Recent writing includes ‘Not Yet There: Endless Searches and Irresolvable Quests’ in Telling Stories: Countering Narrative in Art, Theory and Film (Cambridge Scholars Press, 2009); ‘Over and Over, Again and Again’ in Failure, (Documents of Contemporary Art Series, Whitechapel/MIT, 2010) and in Contemporary Art / Classical Myth (Ashgate Press, 2011); ‘Performing Stillness: Community in Waiting’ in Stillness in a Mobile World (Routledge, 2011); ‘The Restless Line, Drawing’ in Hyperdrawing: Beyond the Lines of Contemporary Art (I.B.Tauris, 2011); ‘Distancing the If and Then’ in Drawing a Hypothesis: Figures of Thought (Springer, 2011); ‘Border Crossing: Practices for Beating the Bounds’ in Liminal Landscapes, (Routledge, 2011) and ‘Towards an Emergent Knowledge of the Margins’ in Emerging Landscapes: Between Production and Representation, (2012).

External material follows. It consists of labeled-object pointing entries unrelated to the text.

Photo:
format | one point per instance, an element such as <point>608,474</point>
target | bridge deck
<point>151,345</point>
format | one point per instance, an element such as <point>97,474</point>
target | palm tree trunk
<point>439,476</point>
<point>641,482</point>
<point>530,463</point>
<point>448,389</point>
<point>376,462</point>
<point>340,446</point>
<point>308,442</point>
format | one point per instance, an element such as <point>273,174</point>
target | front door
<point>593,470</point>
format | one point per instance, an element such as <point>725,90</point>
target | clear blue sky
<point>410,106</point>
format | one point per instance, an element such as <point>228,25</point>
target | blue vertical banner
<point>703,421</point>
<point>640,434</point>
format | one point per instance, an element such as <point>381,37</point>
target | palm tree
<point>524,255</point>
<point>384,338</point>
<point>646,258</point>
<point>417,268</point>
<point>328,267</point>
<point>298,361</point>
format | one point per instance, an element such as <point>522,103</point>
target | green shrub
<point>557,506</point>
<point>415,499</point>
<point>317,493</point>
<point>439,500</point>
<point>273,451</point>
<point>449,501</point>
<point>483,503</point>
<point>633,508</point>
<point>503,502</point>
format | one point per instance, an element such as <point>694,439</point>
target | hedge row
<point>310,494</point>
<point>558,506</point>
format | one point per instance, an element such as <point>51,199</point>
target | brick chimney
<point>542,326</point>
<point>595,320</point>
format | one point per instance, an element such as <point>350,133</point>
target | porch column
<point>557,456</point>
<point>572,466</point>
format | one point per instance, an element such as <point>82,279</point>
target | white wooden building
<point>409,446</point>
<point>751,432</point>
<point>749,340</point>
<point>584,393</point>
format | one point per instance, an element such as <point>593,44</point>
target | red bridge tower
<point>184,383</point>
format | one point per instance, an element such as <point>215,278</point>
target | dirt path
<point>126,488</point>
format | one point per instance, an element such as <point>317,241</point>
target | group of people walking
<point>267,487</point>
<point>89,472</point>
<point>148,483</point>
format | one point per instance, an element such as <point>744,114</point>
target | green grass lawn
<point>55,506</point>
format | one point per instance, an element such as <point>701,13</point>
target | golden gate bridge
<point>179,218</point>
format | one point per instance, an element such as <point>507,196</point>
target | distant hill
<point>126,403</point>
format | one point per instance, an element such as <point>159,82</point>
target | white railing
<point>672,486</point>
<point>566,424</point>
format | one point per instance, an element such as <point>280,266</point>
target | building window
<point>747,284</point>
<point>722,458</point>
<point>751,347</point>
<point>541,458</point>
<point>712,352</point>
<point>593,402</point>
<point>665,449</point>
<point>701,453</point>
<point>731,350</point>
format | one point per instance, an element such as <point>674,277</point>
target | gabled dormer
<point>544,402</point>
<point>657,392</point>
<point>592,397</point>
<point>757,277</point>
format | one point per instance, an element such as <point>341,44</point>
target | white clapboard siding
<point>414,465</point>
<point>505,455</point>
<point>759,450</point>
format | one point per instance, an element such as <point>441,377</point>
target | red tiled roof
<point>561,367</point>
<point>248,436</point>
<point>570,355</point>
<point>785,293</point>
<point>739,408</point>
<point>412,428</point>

Cocker has also written texts for exhibition catalogues and journals including Frieze, Dance Theatre Journal, The Art Book, a-n, engage, drain, m/c, Journal of Writing in Creative Practice and artandresearch


Whilst embracing the potential of the essayistic (as a tentative effort or trial), Cocker's practice includes experimental, performative and collaborative approaches to producing texts parallel to and as art practice. As a practice-based enquiry, Not Yet There is shaped by an interdisciplinary, hybridized approach, operating restlessly along the threshold of writing/art. Cocker’s practice embraces performative, invitational, propositional and even cartographic models for producing texts. Processes of appropriation, extraction, fragmentation, listing, footnoting and cross-referencing have become critical methods for attempting to produce 'openings' rather than drawing conclusions, or for appearing purposeful whilst remaining without clear or discernible intent. Ongoing art-writing projects include the development of a serialized form of prose-poetry collectively entitled Condensations, comprising examples such as ‘The Yes of the No!’ and ‘Making Room for Manoeuvre; or, Ways of Operating Along the Margins’; alongside a series of Close Readings where the act of attending to various critical texts 'close-up' renders them unintelligible. Cocker's practice often involves the slippage between writing on page, to performance in time, between still and moving image, between individual and collective action. 

Cocker often works in collaboration with other artists: these have included working in dialogue with the performance-based collective Open City from 2007 - 2010; an ongoing project entitled Re - with Rachel Lois Clapham, iterations of which have been presented in Afterlive  (Norwich Arts Centre, 2010), Unfixed  (Flat Time House, The John Latham Archive, London, 2010); Writing (the) Space, (Wild Pansy Press Project Space, Leeds, 2011), and Accidentally on Purpose (Quad, Derby, 2012) and a collaboration with Clare Thornton, entitled Tacturiency. From 2011 Cocker has collaborated with artist Nikolaus Gansterer on a series of performance-lecture entitled Drawing on Drawing a Hypothesis, presented at M_HKA, Antwerp; KNAW, Amsterdam; Kunsthalle Project Space, Vienna and NGBK, Berlin, and as part of 'An Exhibition on the Study of Knowledge', Stadtpark Forum, GrazCocker is a member of the Publishing Advisory Group for the Live Art Development Agency, part of the Editorial Board for Architecture and Culture, and a peer-reviewer for the online publications TRACEY, Rhizomes and the Journal of Artistic Research.